Monday, May 20, 2013

Quick air-powered rockets

Here's a very quick slightly weekend-morning educational project to do with kids. To make it more educational, one can try to have kids figure out a method for measuring how high the rockets go. (Two methods off-the-top of my head: use a quadrant--or phone app that provides similar functionality--and trigonometry, or measure how far the shadow of the rocket goes from the launch zone, and compare the shadow length of something of known height.)

1 comment:

  1. Alex:

    Reminds me of the good old days although this is waaaaay too tame compared to what I used to do and what my grandmother used to do! While you were somewhere between graduating from diapers and going through the terrible twos, I was in a rocketry class for science for one semester in the 9th grade. I am really an airplane person. I would have preferred something on airplane flight, but rocketry was what was offered. We used water rockets. We filled up the plastic rocket with water part way, and we pumped in air with a hand pump which also had a trigger mechanism. We then pulled the trigger and off into the wild blue yonder the rocket went. The height that these rockets could reach was about 200 feet. The object was to get the right combination of water volume to air pressure to get the maximum height. Our neighborhood was also under the final approach to Detroit Wayne County Metropolitan Airport (DTW). Back then those Boeing 707's would come in regularly overhead one after the other. Sometimes you'd get the old DC-8's, the Convair 880's, the 727's and DC-9's, as well as the L1011's and DC-10's. In those days there were great names in the sky like Pan-Am, Eastern, Northwest Orient, North Central and Braniff. Occasionally you would see a British Overseas Airways Corporation (BOAC) flight. They also served real food on board too. Those engines where really loud and to my ears lovely. Those were heady days too, because Frontier Airlines had just hired their first female pilot. We were pretty naughty back then, and would shoot our water rockets at the planes overhead, although the planes were well out of range and moving way too fast.
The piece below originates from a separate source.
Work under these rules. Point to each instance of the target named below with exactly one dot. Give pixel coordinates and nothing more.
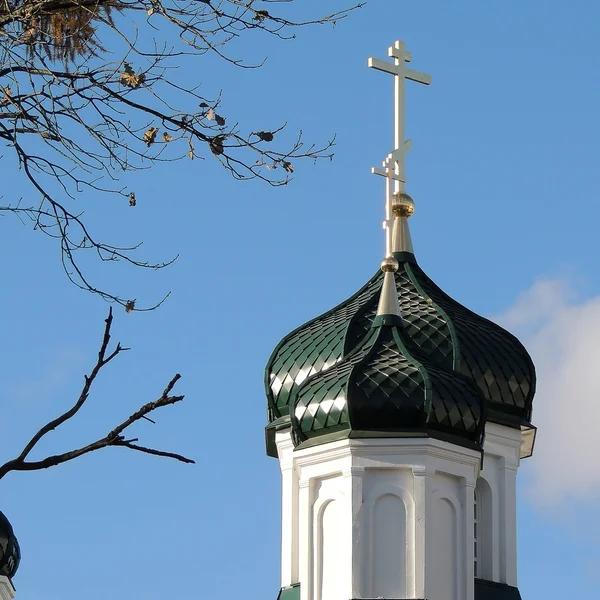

    My sister and I were also into shooting off bottle rockets and other rockets on the 4th of July. One year we acquired a pretty good arsenal, and we had these rockets with fins on them which were supposed to go up pretty high before blowing up. Well one of these rockets got to a height of about 8 feet and suddenly transitioned from vertical flight to horizontal flight and flew through several people's back yards. We freaked out and called an immediate cease fire so that none one could trace the stray rocket back to us.

    Then back in the really good old days, when the Czar was in charge, my maternal grandmother and her brother were into making rockets back when they were kids. My grandmother rolled up the tubes and made the fuses, while my grand uncle made the gun powder. It was New Years Eve at the home of my great grandparents. Grandma and grand uncle where making the rockets. An accident happened and they came close to setting the powder on fire. In the next room, my great grandparents were playing cards totally oblivious to how close they came to all being blown up!